Swaddling. At 2 weeks old, my son was making up for his first 3 days unconsciousness, by almost never falling asleep. By this time, it felt like he’d been awake forever – a dark eternity of crying through nights of torture.
My partner started to consult health visitors, friends, even relatives, for advice, and the consensus seemed to be to try swaddling.
We were taught as children that ancient and savage people swaddled their babies – wrapped them tightly in rags and bandages – in an effort to keep their bones straight, especially in regions with low Vitamin D in their diet … but that this was a cruel and counter-productive thing to do. So we were a little resistant.
Anyway, we decided to try it. Late one evening, when we couldn’t bear yet another sleepless night, we wrapped our son up in a blanket. Not just wrapped, but bound tightly, so that he couldn’t possibly move either arms or legs. I was expecting bawls of protest, a bout of screaming that might prompt the neighbours to call the police. But not at all. He took one last look at us, heaved a sigh, closed his eyes, and fell fast asleep.
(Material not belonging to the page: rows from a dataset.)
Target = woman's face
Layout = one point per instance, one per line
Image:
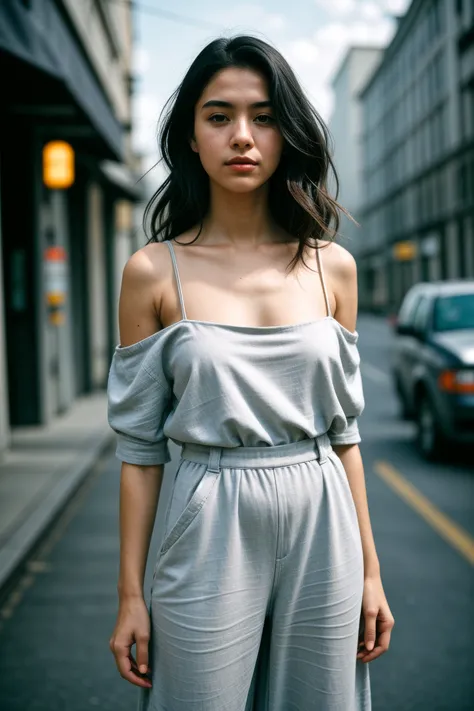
(233, 120)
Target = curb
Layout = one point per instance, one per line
(27, 534)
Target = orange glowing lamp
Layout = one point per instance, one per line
(58, 165)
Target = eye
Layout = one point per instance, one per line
(265, 119)
(217, 118)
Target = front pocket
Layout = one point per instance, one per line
(191, 509)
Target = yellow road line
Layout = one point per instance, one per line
(450, 531)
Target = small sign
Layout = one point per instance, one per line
(55, 278)
(404, 251)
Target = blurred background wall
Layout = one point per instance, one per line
(66, 75)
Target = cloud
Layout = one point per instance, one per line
(340, 8)
(316, 57)
(343, 9)
(250, 16)
(141, 60)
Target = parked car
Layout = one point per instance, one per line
(433, 366)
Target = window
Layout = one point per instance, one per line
(409, 306)
(454, 313)
(422, 314)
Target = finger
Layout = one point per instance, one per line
(125, 664)
(370, 631)
(382, 645)
(142, 652)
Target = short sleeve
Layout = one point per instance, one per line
(138, 405)
(347, 384)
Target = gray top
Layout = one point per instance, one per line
(229, 386)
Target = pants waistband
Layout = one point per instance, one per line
(247, 457)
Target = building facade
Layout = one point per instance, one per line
(345, 126)
(65, 70)
(418, 155)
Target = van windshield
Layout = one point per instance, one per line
(454, 312)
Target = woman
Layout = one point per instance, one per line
(267, 591)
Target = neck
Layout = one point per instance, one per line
(240, 218)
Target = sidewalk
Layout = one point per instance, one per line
(41, 470)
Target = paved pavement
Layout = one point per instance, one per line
(41, 470)
(57, 620)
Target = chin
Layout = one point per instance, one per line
(240, 184)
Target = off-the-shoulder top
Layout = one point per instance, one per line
(229, 386)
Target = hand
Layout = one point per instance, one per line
(132, 627)
(377, 621)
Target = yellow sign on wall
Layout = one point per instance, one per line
(404, 251)
(58, 165)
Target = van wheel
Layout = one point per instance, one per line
(431, 441)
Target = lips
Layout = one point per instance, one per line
(241, 161)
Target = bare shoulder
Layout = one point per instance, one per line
(339, 263)
(341, 274)
(143, 282)
(146, 265)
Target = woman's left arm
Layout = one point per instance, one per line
(377, 618)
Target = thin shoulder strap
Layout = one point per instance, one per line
(178, 280)
(323, 283)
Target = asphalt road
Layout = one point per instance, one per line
(56, 621)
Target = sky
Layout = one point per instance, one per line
(313, 35)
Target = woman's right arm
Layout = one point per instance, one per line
(139, 488)
(139, 493)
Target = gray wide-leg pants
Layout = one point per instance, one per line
(257, 590)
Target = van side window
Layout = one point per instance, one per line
(422, 314)
(409, 308)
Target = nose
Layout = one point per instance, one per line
(242, 136)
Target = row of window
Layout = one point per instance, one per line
(417, 102)
(467, 112)
(420, 149)
(399, 72)
(424, 202)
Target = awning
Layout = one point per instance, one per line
(38, 34)
(123, 179)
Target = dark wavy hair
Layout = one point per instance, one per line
(299, 200)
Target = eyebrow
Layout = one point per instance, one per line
(228, 105)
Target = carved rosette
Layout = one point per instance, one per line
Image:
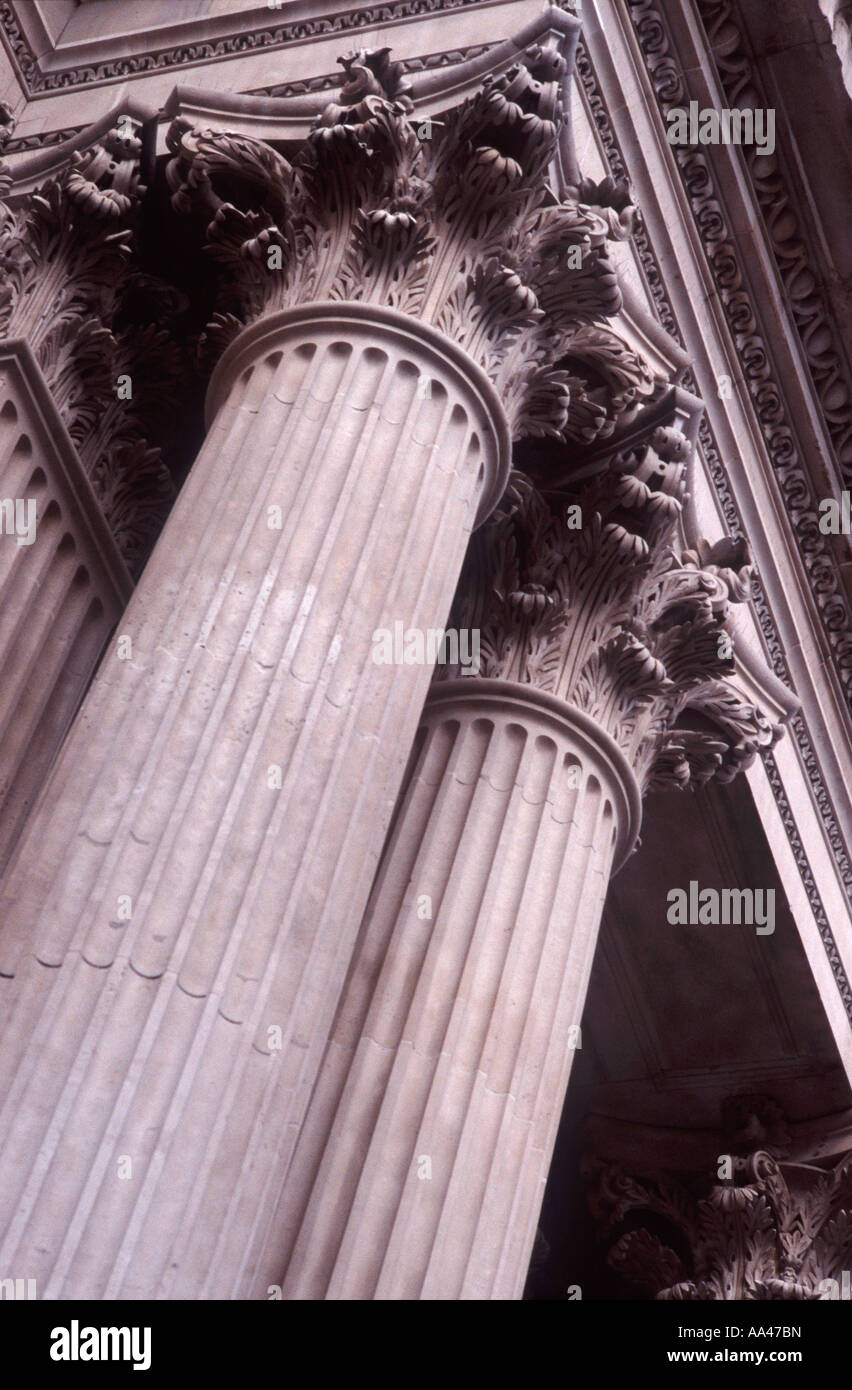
(773, 1230)
(595, 601)
(451, 221)
(70, 288)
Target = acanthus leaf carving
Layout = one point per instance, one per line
(457, 228)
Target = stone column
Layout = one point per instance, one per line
(426, 1150)
(74, 453)
(760, 1215)
(184, 906)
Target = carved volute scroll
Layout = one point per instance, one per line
(756, 1226)
(451, 221)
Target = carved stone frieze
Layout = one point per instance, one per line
(756, 1226)
(71, 288)
(722, 484)
(595, 602)
(235, 45)
(451, 221)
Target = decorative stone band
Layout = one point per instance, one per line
(188, 893)
(439, 373)
(457, 228)
(442, 1086)
(63, 585)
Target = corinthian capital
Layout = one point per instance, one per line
(595, 599)
(754, 1226)
(72, 291)
(451, 221)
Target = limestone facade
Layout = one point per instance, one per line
(307, 958)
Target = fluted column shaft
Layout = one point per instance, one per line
(185, 902)
(444, 1082)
The theory is that the sudden freedom of movement, after 9 months confined in a womb, is unbearable – arms and legs waving around wildly trying to make sense of an alien universe, no soft womb wall, or soft warm mummy, just these itchy, scratchy, flappy babygro things.
I knew a woman who swaddled her baby ‘till she was 3, whenever she had a tantrum. Whether this was appropriate or not is a matter of debate, but her lodger was so disturbed by the practice that one day he lost it, and threw a tantrum at his landlady. She, being trained in martial arts, quickly disabled him and despatched him from the house, after which moment he was officially homeless. The dangers of challenging somebody else’s parenting technique … just never do it!
When Andrew Bryant sent us bloggers an email urging us to post comments on each others’ posts, I froze in fear. We’re being urged to throw off the swaddles. Simply writing this stuff feels like one is thrashing around wildly in the emptiness of cyberspace. Now we’re presented with the dread possibility of actually making contact with something, someone, unknown, “Out there”.
I took up the challenge, and for better or worse, made a comment on one of Miss B’s Salon’s, which felt very, very unsafe. Reading it this morning I realise, of course, that my choice of topic was all about a desire for safety, and how one way of dealing with that is by inviting tyranny.
So, Andrew, there you are, I’ve done it, I’ve thrown off the swaddles (made contact out there), crapped in my nappy (written about it) … now where’s that tit?? (Oh yes, stop wasting time, and get back to remunerative work!)